Saudi Arabia’s Tourism Ambitions Under Strain
Saudi Arabia, which has been investing heavily in tourism as part of its long-term economic diversification strategy, is particularly affected. The country’s ambitious Vision 2030 plan aims to reduce dependence on oil by turning the kingdom into a global tourism and entertainment hub.
However, the ongoing conflict has disrupted these plans, with infrastructure challenges, reduced visitor inflows, and broader financial pressures complicating progress.

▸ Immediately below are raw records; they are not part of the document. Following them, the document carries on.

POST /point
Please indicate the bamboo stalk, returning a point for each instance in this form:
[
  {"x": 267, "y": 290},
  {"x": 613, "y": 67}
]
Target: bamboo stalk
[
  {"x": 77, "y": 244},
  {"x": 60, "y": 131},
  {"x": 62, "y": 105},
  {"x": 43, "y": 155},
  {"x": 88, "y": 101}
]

While high oil prices provide some fiscal relief, they also underscore the very dependence Saudi Arabia is trying to move away from—highlighting the delicate balance the country must maintain.
A Regional Crisis With Global Impact
The crisis is not limited to the Middle East. Given the region’s role as a major global transit hub—accounting for a significant share of international air traffic—disruptions are being felt worldwide.
Flight cancellations, rerouted journeys, and higher fuel costs are affecting airlines and travelers across continents. Meanwhile, countries reliant on Gulf tourism and transit traffic are also experiencing secondary economic impacts.
Outlook: Recovery Hinges on Stability
Experts agree that the recovery of the tourism sector in West Asia will depend largely on geopolitical developments. A swift resolution to the conflict could limit losses, while a prolonged crisis risks deeper economic damage.
For now, the region’s tourism-dependent economies are navigating a complex mix of rising costs, falling demand, and uncertain prospects—marking a stark reversal from the growth trajectory seen in recent years.
As governments and businesses adapt to the new reality, the path forward remains closely tied to stability in one of the world’s most strategically critical regions.